Serikat Pekerja Mempromosikan Kerja Layak bagi Pekerja Rumah Tangga dan Penghapusan Pekerja Rumah Tangga Anak

Para perwakilan kunci serikat pekerja yang berasal dari 11 negara akan berkumpul di Yogjakarta untuk mendiskusikan cara-cara inovatif untuk menurunkan angka pekerja rumah tangga anak melalui promosi kerja layak untuk pekerja rumah tangga.

Press release | Yogyakarta, Indonesia | 15 December 2014
JAKARTA (ILO News): Para perwakilan kunci serikat pekerja yang berasal dari 11 negara akan berkumpul di Yogjakarta untuk mendiskusikan cara-cara inovatif untuk menurunkan angka pekerja rumah tangga anak melalui promosi kerja layak untuk pekerja rumah tangga. Lokakarya regional ini akan diadakan selama 3 hari dari 15-17 Desember dengan topik: Pengembangan Kapasitas Organisasi Pekerja Rumah Tangga dan Penghapusan Pekerja Rumah Tangga Anak.

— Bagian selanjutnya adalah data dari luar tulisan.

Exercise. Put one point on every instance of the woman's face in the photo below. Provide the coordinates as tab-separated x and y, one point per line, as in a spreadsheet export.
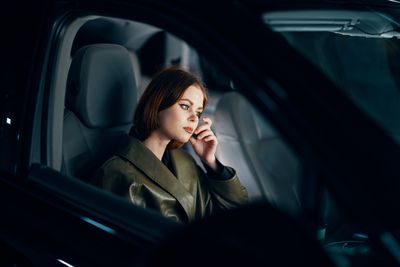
179	121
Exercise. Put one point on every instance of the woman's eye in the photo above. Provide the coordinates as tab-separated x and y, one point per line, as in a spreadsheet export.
184	106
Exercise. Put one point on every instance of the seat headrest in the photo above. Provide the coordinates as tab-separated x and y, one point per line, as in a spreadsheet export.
102	89
237	118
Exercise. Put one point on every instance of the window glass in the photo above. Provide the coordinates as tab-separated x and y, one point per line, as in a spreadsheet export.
265	164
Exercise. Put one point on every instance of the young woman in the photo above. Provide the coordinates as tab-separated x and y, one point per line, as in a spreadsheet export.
151	170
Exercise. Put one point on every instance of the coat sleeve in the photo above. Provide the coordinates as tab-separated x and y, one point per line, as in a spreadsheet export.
223	194
117	177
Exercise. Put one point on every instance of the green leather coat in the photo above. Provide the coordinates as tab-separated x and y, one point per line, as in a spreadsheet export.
136	174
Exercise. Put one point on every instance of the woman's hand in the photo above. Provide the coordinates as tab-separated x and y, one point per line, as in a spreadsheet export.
205	145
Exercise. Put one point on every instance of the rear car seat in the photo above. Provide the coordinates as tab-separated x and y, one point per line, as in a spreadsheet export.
100	103
264	163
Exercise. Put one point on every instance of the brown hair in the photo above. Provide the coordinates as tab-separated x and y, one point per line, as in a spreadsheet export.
164	90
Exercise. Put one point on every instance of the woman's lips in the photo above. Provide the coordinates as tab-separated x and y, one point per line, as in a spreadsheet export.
189	130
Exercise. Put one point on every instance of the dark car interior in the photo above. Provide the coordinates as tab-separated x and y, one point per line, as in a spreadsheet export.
103	65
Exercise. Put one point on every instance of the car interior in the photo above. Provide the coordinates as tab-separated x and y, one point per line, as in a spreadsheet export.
103	65
109	63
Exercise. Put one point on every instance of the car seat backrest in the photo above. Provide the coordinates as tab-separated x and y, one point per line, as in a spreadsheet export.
264	163
100	103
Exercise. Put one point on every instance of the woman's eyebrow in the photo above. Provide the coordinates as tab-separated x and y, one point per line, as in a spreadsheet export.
191	102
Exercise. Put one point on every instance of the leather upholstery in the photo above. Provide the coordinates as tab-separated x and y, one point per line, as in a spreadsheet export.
100	103
248	143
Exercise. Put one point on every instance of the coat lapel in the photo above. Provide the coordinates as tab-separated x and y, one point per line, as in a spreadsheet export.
140	156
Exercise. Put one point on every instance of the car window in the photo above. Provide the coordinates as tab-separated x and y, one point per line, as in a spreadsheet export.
357	50
248	142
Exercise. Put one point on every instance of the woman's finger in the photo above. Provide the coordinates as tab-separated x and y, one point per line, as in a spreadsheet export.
202	128
204	133
211	138
207	120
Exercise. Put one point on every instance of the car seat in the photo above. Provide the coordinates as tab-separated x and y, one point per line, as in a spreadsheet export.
100	102
264	163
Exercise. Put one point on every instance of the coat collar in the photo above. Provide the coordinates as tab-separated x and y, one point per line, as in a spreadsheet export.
140	156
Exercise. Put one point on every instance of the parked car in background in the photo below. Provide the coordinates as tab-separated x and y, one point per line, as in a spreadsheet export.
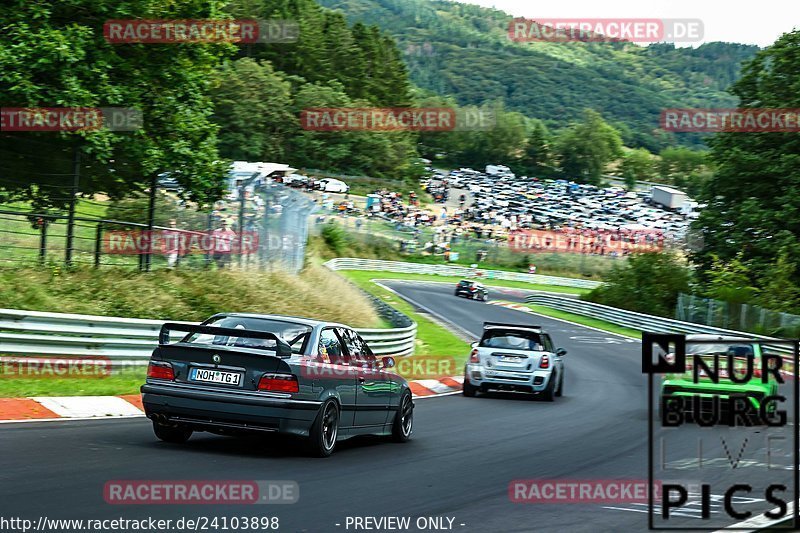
472	289
333	185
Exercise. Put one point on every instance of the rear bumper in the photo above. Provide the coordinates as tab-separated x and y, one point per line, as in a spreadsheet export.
488	378
228	411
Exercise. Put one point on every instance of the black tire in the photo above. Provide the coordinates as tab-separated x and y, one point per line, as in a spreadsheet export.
548	394
324	430
323	433
173	434
403	424
468	389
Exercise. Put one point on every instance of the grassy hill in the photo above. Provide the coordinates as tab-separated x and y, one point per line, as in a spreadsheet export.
463	50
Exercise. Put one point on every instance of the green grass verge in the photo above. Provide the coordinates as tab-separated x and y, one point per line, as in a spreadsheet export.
586	321
125	382
432	339
366	275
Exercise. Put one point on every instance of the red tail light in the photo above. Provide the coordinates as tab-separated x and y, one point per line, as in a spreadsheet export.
473	356
279	383
160	370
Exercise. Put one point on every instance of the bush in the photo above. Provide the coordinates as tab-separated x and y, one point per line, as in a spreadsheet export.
335	238
647	283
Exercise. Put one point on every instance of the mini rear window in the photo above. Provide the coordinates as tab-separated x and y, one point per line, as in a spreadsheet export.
509	339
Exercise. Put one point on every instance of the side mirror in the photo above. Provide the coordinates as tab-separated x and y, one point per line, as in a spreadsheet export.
283	350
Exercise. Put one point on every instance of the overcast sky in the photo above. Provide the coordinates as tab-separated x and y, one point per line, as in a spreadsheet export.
760	22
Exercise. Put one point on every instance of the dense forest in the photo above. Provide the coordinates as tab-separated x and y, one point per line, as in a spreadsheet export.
463	50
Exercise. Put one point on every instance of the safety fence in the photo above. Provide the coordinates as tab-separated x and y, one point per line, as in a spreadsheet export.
131	341
348	263
261	225
745	317
640	321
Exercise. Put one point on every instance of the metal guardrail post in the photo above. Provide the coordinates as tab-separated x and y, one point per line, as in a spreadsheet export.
43	241
98	240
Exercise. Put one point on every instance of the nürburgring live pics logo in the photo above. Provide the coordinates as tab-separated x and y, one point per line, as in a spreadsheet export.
730	391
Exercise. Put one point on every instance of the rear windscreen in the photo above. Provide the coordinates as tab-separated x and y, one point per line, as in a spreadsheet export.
294	334
512	340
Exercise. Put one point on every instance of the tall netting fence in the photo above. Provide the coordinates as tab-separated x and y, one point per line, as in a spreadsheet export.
740	317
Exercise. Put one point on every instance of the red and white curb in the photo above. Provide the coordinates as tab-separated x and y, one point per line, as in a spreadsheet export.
46	408
422	388
512	305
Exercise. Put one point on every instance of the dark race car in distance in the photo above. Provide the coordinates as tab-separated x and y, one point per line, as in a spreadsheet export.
248	373
472	289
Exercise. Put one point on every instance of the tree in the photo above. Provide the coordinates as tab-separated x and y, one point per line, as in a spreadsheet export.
55	55
253	106
685	168
585	149
730	281
637	165
538	151
647	283
753	197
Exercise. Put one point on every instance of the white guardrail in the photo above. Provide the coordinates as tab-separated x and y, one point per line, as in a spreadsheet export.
34	333
639	321
348	263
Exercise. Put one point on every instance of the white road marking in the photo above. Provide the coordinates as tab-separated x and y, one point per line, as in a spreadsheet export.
88	406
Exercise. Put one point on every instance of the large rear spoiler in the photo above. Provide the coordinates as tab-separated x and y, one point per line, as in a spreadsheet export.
281	347
505	324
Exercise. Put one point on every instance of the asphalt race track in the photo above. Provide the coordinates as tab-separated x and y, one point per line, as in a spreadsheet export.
464	453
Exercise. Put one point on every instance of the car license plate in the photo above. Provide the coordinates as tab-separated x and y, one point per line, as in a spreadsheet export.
215	376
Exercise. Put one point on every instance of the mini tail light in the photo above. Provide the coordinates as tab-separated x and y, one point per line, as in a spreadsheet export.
473	356
279	383
160	370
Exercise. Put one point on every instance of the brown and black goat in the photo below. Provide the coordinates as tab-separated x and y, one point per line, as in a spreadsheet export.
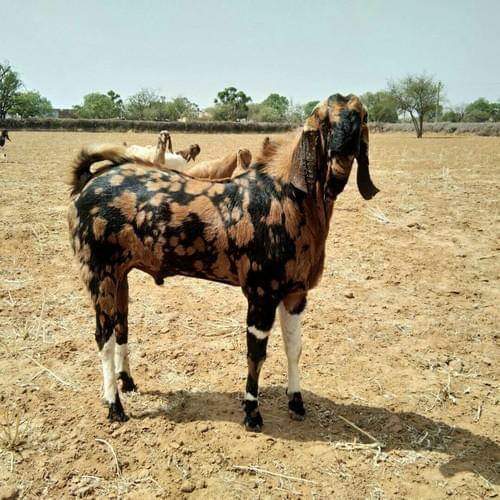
264	231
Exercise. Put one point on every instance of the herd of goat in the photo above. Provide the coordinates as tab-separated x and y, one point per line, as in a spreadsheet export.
260	224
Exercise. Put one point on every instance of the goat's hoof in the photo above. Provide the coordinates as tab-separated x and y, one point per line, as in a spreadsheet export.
296	408
128	384
253	422
116	412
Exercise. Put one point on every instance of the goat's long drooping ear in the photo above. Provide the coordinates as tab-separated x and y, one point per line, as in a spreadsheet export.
305	161
365	184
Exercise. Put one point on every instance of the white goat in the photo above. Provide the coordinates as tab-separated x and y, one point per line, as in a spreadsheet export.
159	154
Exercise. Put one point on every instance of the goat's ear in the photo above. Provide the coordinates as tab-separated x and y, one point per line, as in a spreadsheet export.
365	184
305	161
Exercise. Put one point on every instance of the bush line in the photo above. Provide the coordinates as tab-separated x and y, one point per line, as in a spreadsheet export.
78	125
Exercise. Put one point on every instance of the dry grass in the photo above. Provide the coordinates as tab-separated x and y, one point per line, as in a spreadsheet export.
400	345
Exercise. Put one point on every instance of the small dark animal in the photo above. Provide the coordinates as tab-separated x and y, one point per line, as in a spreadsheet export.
190	153
263	231
4	136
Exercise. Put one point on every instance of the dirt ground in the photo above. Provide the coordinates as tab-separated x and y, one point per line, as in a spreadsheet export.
400	367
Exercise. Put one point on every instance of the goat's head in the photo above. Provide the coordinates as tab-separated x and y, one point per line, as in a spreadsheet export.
244	158
165	140
333	136
194	151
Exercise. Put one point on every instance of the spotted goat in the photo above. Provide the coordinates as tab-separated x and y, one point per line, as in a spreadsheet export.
264	231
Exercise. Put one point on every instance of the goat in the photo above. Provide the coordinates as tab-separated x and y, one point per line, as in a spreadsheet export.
264	231
190	153
158	154
221	168
4	136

Lokakarya regional diadakan oleh ILO melalui Proyek Promosi Kerja Layak bagi Pekerja Rumah Tangga untuk Menghapus Pekerja Rumah Tangga Anak (PROMOTE). Proyek PROMOTE bertujuan untuk mengurangi pekerja rumah tangga anak secara signifikan dengan membangun kapasitas institusi mitra untuk mempromosikan Kerja Layak bagi Pekerja Rumah Tangga, secara efektif. Proyek ini dilakukan dengan meningkatkan pengetahuan, keterampilan dan keahlian untuk mengurangi pekerja rumah tangga anak dan mempromosikan kerja layak bagi pekerja rumah tangga, dengan fokus utama di Indonesia, Negara berpenduduk terbesar ke empat didunia dan tempat bekerja jutaan pekerja rumah tangga, dan banyak diantaranya adalah anak-anak.

Lokakarya ini bertujuan untuk mengkaji strategi-strategi untuk mendukung ratifikasi dan implementasi Konvensi ILO 189 tentang Kerja Layak bagi Pekerja Rumah Tangga. Lokakarya ini juga menyediakan wadah bagi serikat pekerja untuk mengidentifikasi kekuatan, kesenjangan dan kebutuhan dari berbagai Negara, diantaranya, perlindungan hukum, gaji, jam kerja untuk sektor rumah tangga, perlindungan pekerja rumah tangga anak yang berusia dari 15 hingga 17 tahun. Selain itu, tujuan lain dari lokakrya ini adalah sebagai alat untuk memperkuat kapasitas serikat pekerja dan memperluas kerjasama regional.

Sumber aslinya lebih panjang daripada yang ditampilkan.